The annual winter rush to catch and collar wolves in Jackson Hole and beyond is part of a hands-on monitoring program that’s needed to ensure there are enough animals to meet requirements of an agreement the U.S. Fish and Wildlife Service struck with the Greater Yellowstone Ecosystem’s three states. Wolves were reintroduced to the northern Rockies in the mid-1990s, and were protected by the Endangered Species Act until relatively recently.

The basement numbers of the controversial carnivore that must remain on the landscape are 10 breeding pairs and 100 wolves in Montana and Idaho, and 15 pairs and 150 animals in Wyoming.

Montana and Idaho have exceeded their goals for long enough that biologists no longer keep precise tabs on their populations, counting wolves one by one. Instead they’ve adopted models that provide a rough estimate.

It’s different in Wyoming. For one, wolf range and the population is smaller. The federal government, which had jurisdiction just one year ago due to a sucessful-then-overturned lawsuit, also requires the Equality State’s wildlife managers to keep an even closer watch — and so they do.

“We’ll miss a few,” Mills said. “Are there another 20 wolves out there that we don’t count in the trophy game area? Doubtful. We’re pretty tight on it. It’s because of the collaring effort and the historical data. We know where these packs tend to establish.”

Relatively little attention is paid to numbers in the “predator zone,” where, as with coyotes statewide, there are no rules on how or when someone can kill a lobo. Although it’s not an explicit goal of Wyoming’s “dual-classification” approach to management, the system legalizes eradication of a native species in about 85 percent of the state.

Compared to neighboring Montana and Idaho, the population here is unique in that it’s hemmed in by “tight sideboards,” Mills said. When wolves leave the Greater Yellowstone region, he said, they have a very high chance of taking a liking to killing livestock and, in turn, being killed themselves. Wolves in the trophy game area are still hunted in the fall, but with closely monitored limits.

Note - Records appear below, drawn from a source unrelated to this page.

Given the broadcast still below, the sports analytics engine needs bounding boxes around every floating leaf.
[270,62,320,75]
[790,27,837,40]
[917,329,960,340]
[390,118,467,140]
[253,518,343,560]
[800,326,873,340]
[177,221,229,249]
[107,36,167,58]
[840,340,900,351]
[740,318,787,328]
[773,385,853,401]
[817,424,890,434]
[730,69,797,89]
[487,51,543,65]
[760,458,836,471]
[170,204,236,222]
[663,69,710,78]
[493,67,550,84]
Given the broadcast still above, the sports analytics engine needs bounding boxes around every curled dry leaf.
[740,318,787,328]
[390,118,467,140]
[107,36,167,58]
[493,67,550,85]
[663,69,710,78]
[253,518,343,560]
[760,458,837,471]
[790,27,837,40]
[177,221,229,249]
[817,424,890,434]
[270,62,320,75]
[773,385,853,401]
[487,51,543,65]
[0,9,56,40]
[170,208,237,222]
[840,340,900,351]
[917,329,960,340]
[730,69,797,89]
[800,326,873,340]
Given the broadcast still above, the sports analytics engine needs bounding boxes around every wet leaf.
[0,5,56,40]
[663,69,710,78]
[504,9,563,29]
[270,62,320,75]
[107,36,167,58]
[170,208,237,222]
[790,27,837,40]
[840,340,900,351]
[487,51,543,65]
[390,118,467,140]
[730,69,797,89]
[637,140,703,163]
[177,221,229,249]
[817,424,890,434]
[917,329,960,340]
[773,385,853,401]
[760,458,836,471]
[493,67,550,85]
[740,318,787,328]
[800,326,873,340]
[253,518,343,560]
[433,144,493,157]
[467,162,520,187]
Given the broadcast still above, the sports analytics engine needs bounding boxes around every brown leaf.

Even with the limited range, numbers significantly exceed the recovery goals and were last assessed at 380 wolves statewide, including some 210 animals in the trophy game area. New numbers are due out any week.

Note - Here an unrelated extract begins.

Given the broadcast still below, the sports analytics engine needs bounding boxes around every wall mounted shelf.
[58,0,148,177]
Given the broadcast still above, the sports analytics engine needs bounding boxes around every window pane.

The last stop of the day was at a spot that straddles the line between the trophy game and predator areas. Mills’ wolf-catching operation staged at the North Fork Fishermen’s Creek trailhead, a popular snowmobiler’s launchpad on the drive up to the Hoback Rim.

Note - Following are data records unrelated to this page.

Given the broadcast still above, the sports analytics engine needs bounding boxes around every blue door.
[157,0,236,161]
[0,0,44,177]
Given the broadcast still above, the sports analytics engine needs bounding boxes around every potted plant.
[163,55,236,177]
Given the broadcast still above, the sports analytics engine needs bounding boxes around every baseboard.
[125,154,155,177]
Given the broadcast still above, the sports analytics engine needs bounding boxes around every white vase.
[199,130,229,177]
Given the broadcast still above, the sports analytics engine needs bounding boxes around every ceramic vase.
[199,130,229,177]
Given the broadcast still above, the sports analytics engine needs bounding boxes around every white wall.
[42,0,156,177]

The helicopter pilot, a former mugger who’s missing a front tooth from on-the-job hardship, touched down unexpectedly with another wolf aboard. It was a big female from the Dell Creek Pack whose thick black fur had started graying. A smudge of blood on the underside of the wolf’s tail told the biologist she was in estrus. Her torso was cylindrical, likely full of elk, unlike her sleek counterparts from the Horse Creek Pack. Impressive specimen, Mills remarked.

“That’s the biggest female I’ve ever handled,” Mills said. “Look at that canine — that’s one of the biggest I’ve ever seen. She’s got a full gut, I’m sure of it. She’s a big ’un.

“Everyone thinks every wolf is just humongous,” he said. “Everyone thinks they have this easy life. But a wolf like this that’s just humongous is just not the norm. It just isn’t. Even though the Horse Creek wolves are sitting on a feedground, it’s not like they’re picking off an elk every night.”

Mills chauffeured the sedated Horse Creek female all the way to Fishermen’s Creek trailhead before she warmed enough to be flown back to her territory and safely released. As the afternoon progressed, her temperature steadily climbed back to normal and she regained enough consciousness and motor skills to lift her head.

Through her whole ordeal Mills kept close tabs on the young wolf’s temperature and breathing, and pinched her tongue to reveal how quickly her blood was flowing. If color doesn’t quickly return, it’s a bad sign. At one point he squeezed her tongue, watched the color rush back, briskly petted the wolf’s head and closed the door to an uncomfortably warm pickup.